You may or may not know but my diet is predominantly raw and made out of plants however today you may get inspired to make a raw salad as a side to your meat or other foods that are a part of your diet. I don’t promote one style of diet but I strongly feel what works really well for me and what I would love to do for life. Maybe prana will be our diet in the distant future as we move up the evolutionary scale. Food is frequency and information so everyone actually has a particular diet that resonates with them and has the capacity to take them into the next level of their journey. All vegan and all raw is not the diet for everyone. I also believe in the use of herbs, some supplements, etc.
After many years on such a diet, I have no issues digesting cruciferous or other veggies. I pretty much have seamless digestion – I believe it is from the raw food microbiome building benefits. If you have digestive issues I do believe that you can overcome them with patience, faith, and a consistent diet.
I have cold digestion according to Human Design which means I should eat cold and raw foods and if I cook my food too often or too much my body will “burn” the food and I will not be able to benefit from it. I am also a Pitta and I do have a lot of my own digestive fire. Some people need lightly cooked and warm meals. That can be done with steaming, even dehydrating (if you want to keep them raw), baking, etc. I am not big on fried food- by that I mean I never ever eat anything fried. I don’t think it is valuable to humans. Maybe the wok style quick searing is better suited if you need that type of flavor.
I have not had a chance to shoot a video about my food and I am not sure there is any interest in that so if you want a video please let me know. Otherwise, we can get a good idea with an article on it.
MY FALL ADDITION OF WHAT I EAT IN A DAY
It is a long post so I apologize about that but i wanted to be descriptive.
I think the What I eat in a day trend is a double-edged sword because, on one hand, you can get really good ideas about healthy meals and habits from others but on the other hand, Youtube turned it into perfection-fest.
I like to keep things on my platforms informative and of value to others.
My food has been more or less exactly the same for the last almost a year (except for during traveling and the summer fruit abundance season when some things had to be different).
I pretty much have to eat a few basic things daily in order to feel my best.
I do a form of intermittent fasting – always.
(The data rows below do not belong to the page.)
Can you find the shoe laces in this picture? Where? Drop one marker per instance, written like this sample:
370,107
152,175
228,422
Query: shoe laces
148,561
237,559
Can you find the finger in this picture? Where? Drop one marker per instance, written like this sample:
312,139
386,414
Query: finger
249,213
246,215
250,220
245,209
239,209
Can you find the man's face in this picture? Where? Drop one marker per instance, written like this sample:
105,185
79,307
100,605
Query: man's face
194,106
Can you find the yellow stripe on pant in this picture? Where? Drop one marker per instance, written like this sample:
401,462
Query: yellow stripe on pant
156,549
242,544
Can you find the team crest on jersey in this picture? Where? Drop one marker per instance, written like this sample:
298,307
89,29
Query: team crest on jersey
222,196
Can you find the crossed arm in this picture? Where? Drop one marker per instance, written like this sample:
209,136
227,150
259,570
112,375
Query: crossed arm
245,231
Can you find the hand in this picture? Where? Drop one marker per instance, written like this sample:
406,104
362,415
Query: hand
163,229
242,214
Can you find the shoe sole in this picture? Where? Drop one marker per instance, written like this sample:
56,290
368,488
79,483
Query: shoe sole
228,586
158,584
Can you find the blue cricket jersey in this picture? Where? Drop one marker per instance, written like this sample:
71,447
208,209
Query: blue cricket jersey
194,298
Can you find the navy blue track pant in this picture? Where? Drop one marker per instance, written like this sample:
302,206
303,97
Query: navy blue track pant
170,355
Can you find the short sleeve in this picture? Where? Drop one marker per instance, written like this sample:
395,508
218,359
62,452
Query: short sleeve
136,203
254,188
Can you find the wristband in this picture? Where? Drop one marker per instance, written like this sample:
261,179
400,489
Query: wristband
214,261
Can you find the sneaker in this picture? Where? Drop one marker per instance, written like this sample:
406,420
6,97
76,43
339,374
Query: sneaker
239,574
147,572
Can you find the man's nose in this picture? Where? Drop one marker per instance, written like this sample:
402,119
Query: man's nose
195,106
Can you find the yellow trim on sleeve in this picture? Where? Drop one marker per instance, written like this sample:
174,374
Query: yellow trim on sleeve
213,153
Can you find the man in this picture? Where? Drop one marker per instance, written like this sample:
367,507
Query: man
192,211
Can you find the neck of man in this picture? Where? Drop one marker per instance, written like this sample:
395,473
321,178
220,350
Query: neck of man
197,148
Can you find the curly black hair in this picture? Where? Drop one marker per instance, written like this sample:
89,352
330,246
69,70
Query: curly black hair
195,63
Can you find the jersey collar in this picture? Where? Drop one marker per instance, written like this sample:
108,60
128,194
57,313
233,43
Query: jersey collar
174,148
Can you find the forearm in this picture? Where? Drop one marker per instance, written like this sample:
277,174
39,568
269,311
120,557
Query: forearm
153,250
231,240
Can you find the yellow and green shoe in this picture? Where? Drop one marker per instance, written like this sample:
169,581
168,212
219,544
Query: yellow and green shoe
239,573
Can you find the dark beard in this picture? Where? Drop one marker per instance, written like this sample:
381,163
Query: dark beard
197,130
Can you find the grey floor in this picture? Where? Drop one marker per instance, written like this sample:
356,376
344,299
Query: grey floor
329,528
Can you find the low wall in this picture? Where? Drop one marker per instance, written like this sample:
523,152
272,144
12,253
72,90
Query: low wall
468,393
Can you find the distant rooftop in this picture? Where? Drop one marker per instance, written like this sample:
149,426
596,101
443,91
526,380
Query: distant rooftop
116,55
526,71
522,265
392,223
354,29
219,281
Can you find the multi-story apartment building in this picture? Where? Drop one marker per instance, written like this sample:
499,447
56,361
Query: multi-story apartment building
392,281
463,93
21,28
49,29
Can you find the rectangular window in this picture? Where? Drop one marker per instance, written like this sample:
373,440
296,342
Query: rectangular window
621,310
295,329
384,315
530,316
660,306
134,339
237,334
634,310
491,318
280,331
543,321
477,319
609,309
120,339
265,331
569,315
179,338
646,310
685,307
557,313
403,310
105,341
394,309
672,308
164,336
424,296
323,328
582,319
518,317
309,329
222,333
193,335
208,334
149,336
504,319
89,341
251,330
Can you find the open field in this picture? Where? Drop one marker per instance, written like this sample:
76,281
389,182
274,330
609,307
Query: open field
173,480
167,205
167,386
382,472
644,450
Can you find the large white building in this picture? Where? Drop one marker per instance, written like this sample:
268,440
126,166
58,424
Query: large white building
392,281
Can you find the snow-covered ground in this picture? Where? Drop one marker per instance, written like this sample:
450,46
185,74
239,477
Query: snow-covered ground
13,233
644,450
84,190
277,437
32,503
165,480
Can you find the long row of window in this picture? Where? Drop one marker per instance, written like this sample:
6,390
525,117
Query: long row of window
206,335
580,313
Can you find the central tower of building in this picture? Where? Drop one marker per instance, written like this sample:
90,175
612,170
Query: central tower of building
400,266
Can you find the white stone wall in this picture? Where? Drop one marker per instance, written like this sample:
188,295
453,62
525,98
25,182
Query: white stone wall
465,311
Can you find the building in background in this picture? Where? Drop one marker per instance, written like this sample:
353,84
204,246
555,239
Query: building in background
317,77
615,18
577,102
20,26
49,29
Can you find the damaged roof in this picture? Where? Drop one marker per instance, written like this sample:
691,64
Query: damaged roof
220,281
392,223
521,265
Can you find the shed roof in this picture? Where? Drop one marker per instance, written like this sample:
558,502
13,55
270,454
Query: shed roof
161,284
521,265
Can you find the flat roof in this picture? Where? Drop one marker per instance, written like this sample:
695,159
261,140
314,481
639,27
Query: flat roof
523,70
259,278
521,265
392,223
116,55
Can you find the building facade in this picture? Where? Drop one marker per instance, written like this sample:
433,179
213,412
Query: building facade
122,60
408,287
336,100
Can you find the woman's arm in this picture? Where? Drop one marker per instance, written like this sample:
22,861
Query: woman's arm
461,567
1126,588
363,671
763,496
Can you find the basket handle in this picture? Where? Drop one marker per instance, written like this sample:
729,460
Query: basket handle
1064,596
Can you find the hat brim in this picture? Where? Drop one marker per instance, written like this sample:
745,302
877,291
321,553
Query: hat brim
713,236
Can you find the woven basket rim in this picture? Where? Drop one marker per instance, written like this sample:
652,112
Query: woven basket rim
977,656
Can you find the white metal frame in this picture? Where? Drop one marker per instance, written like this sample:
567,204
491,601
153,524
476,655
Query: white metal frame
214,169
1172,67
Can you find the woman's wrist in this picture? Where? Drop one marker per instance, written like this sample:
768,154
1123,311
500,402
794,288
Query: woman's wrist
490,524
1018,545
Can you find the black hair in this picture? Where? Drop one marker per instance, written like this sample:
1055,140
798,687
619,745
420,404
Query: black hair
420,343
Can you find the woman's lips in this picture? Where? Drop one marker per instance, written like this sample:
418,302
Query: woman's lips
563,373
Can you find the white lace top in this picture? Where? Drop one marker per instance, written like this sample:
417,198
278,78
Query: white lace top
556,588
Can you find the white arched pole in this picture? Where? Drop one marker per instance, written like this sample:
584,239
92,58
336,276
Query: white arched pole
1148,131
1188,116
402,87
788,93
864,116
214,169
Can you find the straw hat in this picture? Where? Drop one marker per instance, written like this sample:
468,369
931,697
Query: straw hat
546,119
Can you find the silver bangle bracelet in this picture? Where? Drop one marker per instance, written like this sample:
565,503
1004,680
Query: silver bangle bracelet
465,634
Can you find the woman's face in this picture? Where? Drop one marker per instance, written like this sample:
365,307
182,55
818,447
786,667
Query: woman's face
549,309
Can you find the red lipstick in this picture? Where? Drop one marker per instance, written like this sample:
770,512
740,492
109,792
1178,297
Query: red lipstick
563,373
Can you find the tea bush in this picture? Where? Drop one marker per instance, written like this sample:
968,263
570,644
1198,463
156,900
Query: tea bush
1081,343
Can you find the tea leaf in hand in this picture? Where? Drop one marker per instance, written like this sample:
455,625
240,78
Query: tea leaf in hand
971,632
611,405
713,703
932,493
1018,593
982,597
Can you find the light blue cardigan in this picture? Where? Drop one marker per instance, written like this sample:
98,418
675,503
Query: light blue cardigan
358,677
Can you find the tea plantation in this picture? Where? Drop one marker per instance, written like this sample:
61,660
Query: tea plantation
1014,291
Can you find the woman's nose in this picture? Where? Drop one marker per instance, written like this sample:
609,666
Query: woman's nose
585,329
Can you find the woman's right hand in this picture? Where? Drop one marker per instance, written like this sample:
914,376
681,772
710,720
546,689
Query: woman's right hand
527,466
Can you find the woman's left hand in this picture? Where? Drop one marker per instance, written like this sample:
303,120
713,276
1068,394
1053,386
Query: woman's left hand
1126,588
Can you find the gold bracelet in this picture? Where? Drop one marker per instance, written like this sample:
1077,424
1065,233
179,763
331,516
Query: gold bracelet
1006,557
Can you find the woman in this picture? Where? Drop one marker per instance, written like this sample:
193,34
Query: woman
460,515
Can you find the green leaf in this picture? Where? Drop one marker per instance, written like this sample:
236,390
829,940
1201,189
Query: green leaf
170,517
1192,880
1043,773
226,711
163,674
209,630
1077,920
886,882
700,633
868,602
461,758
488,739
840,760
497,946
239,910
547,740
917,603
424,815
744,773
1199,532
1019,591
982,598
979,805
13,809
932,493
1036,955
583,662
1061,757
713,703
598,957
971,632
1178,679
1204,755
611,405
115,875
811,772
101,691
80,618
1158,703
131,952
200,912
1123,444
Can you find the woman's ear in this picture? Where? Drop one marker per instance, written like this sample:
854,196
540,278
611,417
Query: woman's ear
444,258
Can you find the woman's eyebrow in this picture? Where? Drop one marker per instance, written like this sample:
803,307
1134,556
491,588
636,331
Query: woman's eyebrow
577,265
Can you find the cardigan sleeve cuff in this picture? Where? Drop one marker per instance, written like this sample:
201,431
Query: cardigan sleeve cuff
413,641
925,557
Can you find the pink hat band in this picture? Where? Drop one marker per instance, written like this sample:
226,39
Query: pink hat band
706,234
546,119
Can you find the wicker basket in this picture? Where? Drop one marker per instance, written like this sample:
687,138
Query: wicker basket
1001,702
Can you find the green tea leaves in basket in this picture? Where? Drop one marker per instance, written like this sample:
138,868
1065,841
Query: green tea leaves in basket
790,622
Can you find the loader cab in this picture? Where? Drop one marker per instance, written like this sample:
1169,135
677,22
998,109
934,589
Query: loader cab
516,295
So I have 1- meal a day and some snacks. In summer in Bulgaria, I did less intermittent fasting and a few meals a day due to a different schedule. If we visited my mom I would have her soup or veggies mid-day. She cooks pretty much the same stuff I do. My family always has a ton of fruit and fresh produce on hand.
Here are the 3 categories that I have to include in my diet daily:
Fresh seasonal fruit
– melons, grapes, apples, persimmons, bananas, etc. whatever I happen to have. Often just simple fruits – grapes, mandarins, melons etc. but I also make fun fruit salads, fruit cereals, fruit cakes.
2 Dates or date rolls or date balls.
If I miss this component then I will have to eat stuff that is less than optimal after dinner in order to feel satisfied. Dates are amazing – great for your health, a great essential sugars source, antiparasitic, very nutritive, blood sugar balancing. At the end, I will share an excerpt from the Medical Medium about dates that may surprise many of you. date rolls and date balls are so indulgent. I tend to prefer them in winter or during ovulation, or in the premenstrual phase when my requirement for calories goes up. I often eat them cereal style with cashew milk and almond protein or pumpkin seed protein and carob. I’ve shared that in the past- it’s sinfully delicious yet you can have it every single day lol.
I have enjoyed the Natural Delights brand a lot. Or simple dates. Date chocolates and date balls are also amazing.
3. A huge salad with a creamy dressing.
I try to use 3 types of seeds and avocado in each dressing – I use hemp seeds, pumpkin seeds, and flax seeds almost daily. For the salad base I like iceberg lettuce, cucumbers, tomatoes (high water content), other chopped greens, cabbage, napa cabbage, broccoli, cauliflower, spiralized zucchini, carrots, or whatever I happen to have in my fridge.
the general recipe for the dressing is:
4 stalks of celery or so
a few handfuls of spinach or dandelion or both
a scoop of Irish moss – I have been using this brand. It’s very salty and not pondy so when I use it I don’t need salt at all. it’s used as a thickener as well – as skin supplement, etc.
Apple cider vinegar or lemon juice
2tbsp to 1/3rd of a cup of hemp seeds (I pretty much pour it in most of the time so my measurements are an estimate). 1 tbsp or so of each pumpkin and flax seeds.
Half an avocado.
A few carrots – sometimes I omit the carrots as they give it a bit of a brownish-green color whereas without them it is pure sparkling almost fluorescent green (in a pretty way). They provide sweetness although I am not big on adding sweetness to the dressing.
Usually, I keep the dressing the same because this works for me as far as flavor and nutrition go.
I serve my salad with: sprouted lentils on top, torn-up nori sheets (really recommended), Aleppo pepper, lots of dulse flakes (also salty and a good source of iodine).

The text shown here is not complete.